Similarly, the mass-circulation daily Mlada fronta Dnes notes that four-party coalition did unexpectedly well. This, the paper says, "did not arise in the name of a struggle against the Left, but mainly out of defiance against the unnatural, but omnipotent contractual pact between CSSD and ODS."

But a commentary in Lidove noviny credits the four-party coalition's performance to its having nominated more distinguished personalities than its rivals, thereby managing to attract undecided voters from both the right and left of the political spectrum.

In the most closely followed Senate race, Mayor Koukal came in a distant second in Prague's up-market sixth district, winning just 24 percent of the vote. Former Interior Minister Jan Ruml won over 40 percent of the ballots. Ruml heads the Freedom Union (US), a member of the four-party coalition.

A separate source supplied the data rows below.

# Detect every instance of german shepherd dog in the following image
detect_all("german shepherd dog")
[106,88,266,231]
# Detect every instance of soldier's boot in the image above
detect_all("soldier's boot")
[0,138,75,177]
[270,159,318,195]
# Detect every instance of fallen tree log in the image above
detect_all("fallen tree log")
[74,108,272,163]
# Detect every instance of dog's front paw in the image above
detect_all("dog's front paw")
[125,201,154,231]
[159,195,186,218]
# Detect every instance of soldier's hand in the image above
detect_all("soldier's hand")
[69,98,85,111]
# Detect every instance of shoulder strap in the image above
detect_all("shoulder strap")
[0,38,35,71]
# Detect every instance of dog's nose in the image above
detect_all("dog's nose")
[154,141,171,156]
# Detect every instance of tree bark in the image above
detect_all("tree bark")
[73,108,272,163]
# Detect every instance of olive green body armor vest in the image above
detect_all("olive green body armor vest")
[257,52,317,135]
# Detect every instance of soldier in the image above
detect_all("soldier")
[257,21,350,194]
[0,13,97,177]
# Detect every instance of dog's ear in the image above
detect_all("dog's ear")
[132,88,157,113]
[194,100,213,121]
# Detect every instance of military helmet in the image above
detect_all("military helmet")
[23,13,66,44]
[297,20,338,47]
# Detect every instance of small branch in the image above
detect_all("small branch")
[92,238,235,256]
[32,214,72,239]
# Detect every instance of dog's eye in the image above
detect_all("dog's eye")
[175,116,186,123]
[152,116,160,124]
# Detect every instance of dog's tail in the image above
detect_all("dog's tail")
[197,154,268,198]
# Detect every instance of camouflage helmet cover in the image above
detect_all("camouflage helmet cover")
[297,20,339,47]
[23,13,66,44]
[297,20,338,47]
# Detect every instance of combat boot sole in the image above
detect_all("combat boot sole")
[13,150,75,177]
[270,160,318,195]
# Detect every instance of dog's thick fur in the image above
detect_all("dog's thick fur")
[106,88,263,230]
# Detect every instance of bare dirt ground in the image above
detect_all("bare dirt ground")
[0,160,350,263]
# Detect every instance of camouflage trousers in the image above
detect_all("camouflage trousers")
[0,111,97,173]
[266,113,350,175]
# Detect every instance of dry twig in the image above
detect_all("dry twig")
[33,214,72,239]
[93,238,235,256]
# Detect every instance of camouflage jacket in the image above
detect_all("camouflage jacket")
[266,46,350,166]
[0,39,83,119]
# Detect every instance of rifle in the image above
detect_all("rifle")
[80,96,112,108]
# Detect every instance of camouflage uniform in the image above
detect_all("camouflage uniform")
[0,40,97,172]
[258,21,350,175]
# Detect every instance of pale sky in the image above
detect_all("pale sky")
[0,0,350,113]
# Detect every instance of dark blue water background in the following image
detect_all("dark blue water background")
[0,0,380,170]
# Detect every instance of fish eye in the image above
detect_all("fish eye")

ODS chairman Klaus said he was taken by surprise by his party's performance and suggested that being mayor and senator simultaneously is "deceptive and awkward" and may cost Koukal the Senate race. Klaus accused Ruml of what he termed "a campaign full of hatred." Commentators responded that Klaus had only himself to blame for the tone of the campaign.

In another surprising outcome in Prague, former health minister Zuzana Roithova, of the four-party coalition, came in nine-and-a-half percentage points ahead of the incumbent, ODS Senate whip Milan Kondr, in a race which all polls had tipped Kondr to win handily.

Klaus said the low turn-out was due to the elections having been the second balloting this year. His deputy, Libuse Bensesova, blamed the poor turnout on the elections being held in the Autumn, when she says Czechs are in a worse mood than in the Spring and when short days hamper campaigning.

Prime Minister Milos Zeman's Social Democrats did poorly in the local elections. He said he was particularly mortified by the outcome in the Senate, saying victory there had been within reach. Never one to mince words, Zeman announced that "heads must fall."

Zeman also accused those who did not vote of being "cowards" and ascribed the Social Democrats' failure in Prague to "the citizens of the capital being convinced that a megalomaniac poster...was enough of a reason to vote ODS." This was a reference to a controversial huge photo of Klaus displayed on a billboard on the former site of the world's largest statue of Stalin.